Friday, March 20, 2009

I Have Loved You So Long/ Sycheadaofjwoe

Guest blogger: N. Huelster
First attempt: Schenechdote(?); I was warned by a professor that this film was trying too hard to be "meta," was pretentious and not worth seeing. Giving it a try, however, proved this to be true. The name is similar to the name of the town in Upstate New York where the film takes place, but is a word meaning "a trope where a part is used to refer to its whole," which is supposed to explain the connection between the play within the film, I think, but frankly, the whole film is so messed up that I couldn't understand what the director was going for.
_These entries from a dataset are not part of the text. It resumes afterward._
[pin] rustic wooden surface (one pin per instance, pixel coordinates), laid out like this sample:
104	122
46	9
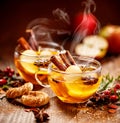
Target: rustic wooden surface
58	111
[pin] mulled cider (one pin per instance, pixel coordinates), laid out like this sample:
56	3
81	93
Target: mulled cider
74	82
35	62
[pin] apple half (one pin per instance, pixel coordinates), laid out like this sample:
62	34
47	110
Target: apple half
93	46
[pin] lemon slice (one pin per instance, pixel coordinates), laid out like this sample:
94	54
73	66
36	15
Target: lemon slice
73	73
78	90
27	60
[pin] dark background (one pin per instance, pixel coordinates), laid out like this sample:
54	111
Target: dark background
16	14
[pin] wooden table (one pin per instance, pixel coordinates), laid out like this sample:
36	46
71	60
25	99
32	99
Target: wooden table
58	111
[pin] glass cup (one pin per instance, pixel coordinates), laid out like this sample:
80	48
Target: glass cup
75	87
32	64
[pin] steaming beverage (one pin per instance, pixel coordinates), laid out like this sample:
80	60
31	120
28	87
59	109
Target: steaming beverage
77	84
31	63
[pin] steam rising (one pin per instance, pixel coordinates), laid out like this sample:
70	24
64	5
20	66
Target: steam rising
48	29
81	31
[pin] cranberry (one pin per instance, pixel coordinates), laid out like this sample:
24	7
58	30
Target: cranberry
114	98
107	92
3	81
117	86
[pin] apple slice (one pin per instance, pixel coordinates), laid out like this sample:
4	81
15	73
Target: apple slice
92	46
112	34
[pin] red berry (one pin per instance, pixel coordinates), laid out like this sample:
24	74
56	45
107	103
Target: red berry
3	81
8	68
107	92
117	86
114	97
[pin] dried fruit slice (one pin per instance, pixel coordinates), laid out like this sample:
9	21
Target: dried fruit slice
77	89
92	46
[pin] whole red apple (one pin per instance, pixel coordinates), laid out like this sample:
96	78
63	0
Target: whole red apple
85	22
112	34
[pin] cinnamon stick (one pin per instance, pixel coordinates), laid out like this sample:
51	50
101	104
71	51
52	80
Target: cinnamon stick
69	56
65	60
57	63
24	43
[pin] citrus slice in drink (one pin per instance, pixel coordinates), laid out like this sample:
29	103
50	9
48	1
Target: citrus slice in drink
78	89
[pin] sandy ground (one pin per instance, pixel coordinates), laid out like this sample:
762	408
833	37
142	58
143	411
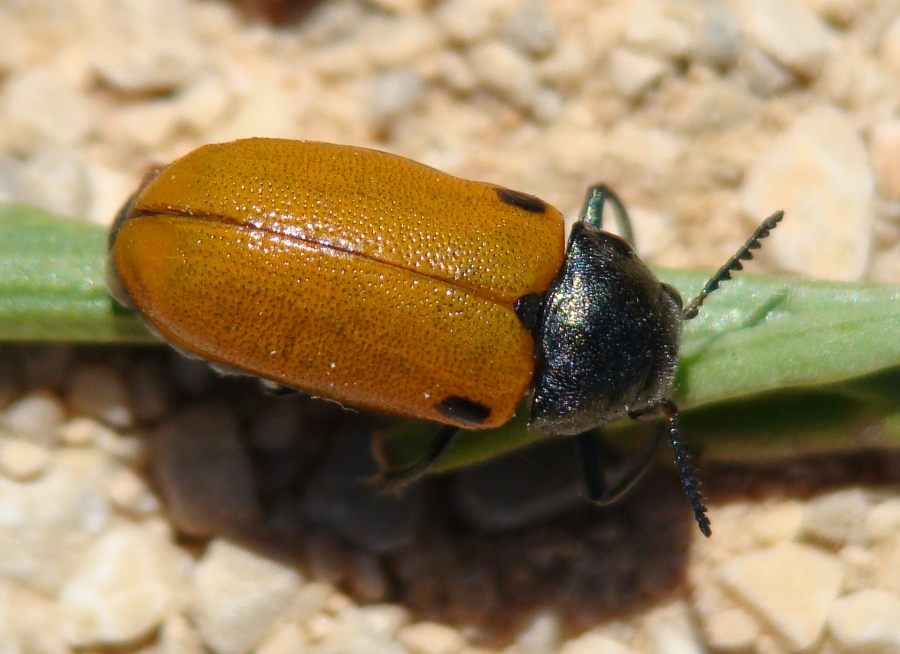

The psyche of the main character is painful to witness from the start of the movie, and after his wife leaves him, and his health begins to deteriorate, it only becomes more and more painful to watch. Not only this, the effects of Kaufman's mixing of the fantastic with the real is lost in this flop, whereas in "Eternal Sunshine" it served the characters and the story to make a superb (and meta) film. Fastforwarded the last hour, it was my favorite part.
Second attempt: Il y'a Longtemps Que Je T'aime; French film starring English actress Kristen Scott Thomas. This was a good film, exploring the reunion of two sisters after one is released from fifteen years in prison for murdering her son. Throughout the film we learn her reason for doing it, and it turns out not to be the horrific act of violence that sustains much of the tension throughout the unfolding story- her introduction into her sister's new family, a new job, and new acquaintances on the other side of the prison wall to face (and to face her guilt). Thomas' character is bleak, and mysterious, and her relationship with her sister and her family reveals in the end what her true guilt really was. I at first liked the story for its sympathetic look at mental illness/ prison, but in the end the twist surrounding Thomas' crime gives the story a new depth. Bien!